PM apologises to 'Forgotten Aussie'
CANBERRA: Prime Minister Kevin Rudd made an emotional apology on Monday to half-a-million "Forgotten Australians" who faced sexual abuse, violence and forced labour in childcare homes over a period of decades.
Victims among the 1,000 people who packed Parliament House for the address burst into tears as Rudd detailed heart-rending cases of neglect in Australia's orphanages and institutions from 1930 to 1970.
"We come together today to offer our nation's apology. To say to you, the Forgotten Australians, and those who were sent to our shores as children without their consent, that we are sorry," he said.
"Sorry that as children you were taken from your families and placed in institutions where so often you were abused. Sorry for the physical suffering, the emotional starvation and the cold absence of love, of tenderness, of care.
"Sorry for the tragedy, the absolute tragedy, of childhoods lost.
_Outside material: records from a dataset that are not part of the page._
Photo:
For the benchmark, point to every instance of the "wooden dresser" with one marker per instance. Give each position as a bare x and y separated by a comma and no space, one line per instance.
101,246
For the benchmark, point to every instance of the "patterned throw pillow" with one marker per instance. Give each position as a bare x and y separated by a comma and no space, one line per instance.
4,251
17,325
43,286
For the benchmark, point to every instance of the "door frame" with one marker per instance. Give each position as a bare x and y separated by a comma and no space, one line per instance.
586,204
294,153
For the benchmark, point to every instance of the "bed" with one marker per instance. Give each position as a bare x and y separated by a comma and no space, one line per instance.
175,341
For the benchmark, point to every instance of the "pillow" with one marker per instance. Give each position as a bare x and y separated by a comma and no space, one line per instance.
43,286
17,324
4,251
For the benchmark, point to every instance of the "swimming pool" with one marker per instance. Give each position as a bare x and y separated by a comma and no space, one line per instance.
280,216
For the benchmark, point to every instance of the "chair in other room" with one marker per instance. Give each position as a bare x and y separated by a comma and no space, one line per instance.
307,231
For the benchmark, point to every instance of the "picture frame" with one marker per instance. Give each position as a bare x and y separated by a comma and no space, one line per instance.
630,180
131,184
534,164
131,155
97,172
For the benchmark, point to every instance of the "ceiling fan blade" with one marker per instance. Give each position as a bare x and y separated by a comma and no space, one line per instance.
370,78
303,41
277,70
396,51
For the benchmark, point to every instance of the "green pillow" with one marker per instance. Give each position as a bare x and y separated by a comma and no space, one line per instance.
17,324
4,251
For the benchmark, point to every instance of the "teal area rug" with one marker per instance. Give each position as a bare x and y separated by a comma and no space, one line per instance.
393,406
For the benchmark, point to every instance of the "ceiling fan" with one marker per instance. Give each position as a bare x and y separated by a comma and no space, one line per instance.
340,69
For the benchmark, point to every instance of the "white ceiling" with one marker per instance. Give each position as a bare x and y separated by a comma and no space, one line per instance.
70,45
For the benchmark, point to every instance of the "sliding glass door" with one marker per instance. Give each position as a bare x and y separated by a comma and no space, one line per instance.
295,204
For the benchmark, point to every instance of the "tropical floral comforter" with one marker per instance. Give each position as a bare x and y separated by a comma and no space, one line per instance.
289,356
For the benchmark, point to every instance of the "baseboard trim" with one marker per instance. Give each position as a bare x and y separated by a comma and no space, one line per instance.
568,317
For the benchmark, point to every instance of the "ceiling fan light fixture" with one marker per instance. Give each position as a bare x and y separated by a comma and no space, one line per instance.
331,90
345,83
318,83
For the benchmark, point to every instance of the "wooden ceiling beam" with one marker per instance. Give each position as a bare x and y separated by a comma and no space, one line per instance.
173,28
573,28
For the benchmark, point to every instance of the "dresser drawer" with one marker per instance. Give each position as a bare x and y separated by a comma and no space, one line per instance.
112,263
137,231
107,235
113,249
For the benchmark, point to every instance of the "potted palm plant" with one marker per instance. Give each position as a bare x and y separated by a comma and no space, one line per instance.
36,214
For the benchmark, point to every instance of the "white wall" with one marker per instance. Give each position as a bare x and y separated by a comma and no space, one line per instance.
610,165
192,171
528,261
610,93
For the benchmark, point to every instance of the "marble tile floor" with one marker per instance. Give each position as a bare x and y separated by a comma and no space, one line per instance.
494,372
Childhoods spent instead in austere and authoritarian places where names were replaced by numbers, spontaneous play by regimented routine, the joy of learning by the repetitive drudgery of menial work."
Hundreds of thousands of poor children, including some 7,000 child migrants from Britain, were ripped from their homes to live in poorly monitored state and church-run homes where many were abused, ignored or forced to do unpaid menial work.
The statement has already made waves in Britain where Prime Minister Gordon Brown is set to apologise to more than 130,000 disadvantaged children who were shipped to Australia and other former colonies.
The comments also echo Rudd's historic February 2008 apology to Australia's downtrodden Aboriginal population for their mistreatment since white settlement in 1788.
A 2004 Senate inquiry recommended the apology after unearthing hundreds of disturbing stories from children placed in care after their families broke down, their mothers were unmarried or they were considered uncontrollable.
The probe found widespread assault and emotional, physical and sexual abuse, as well as neglect, humiliation and the deprivation of food, education and medical care.
Many never knew their parents or siblings, or even their own names, which could change each time they moved accommodation. Sometimes they were referred to simply by a number.
"The truth is, this is an ugly story. The truth is great evil has been done," Rudd said.
Many of the children were not told the truth about what happened to their parents, while their families were lied to as well, the inquiry found.
It said the legacy of these experiences had left many people emotionally scarred, with many resorting to drug and alcohol abuse and an "abnormally large" percentage committing suicide.
Some victims are still in prisons and mental health hospitals, while others suffer depression and feelings of worthlessness. Just days before the apology, one man who campaigned all his life for forgotten Australians killed himself.
"You have that insecurity and lack of self-esteem and all of that with you forever," Caroline Carroll, who chairs the Alliance for Forgotten Australians, told AFP ahead of the apology.
"That feeling of never being good enough doesn't go away."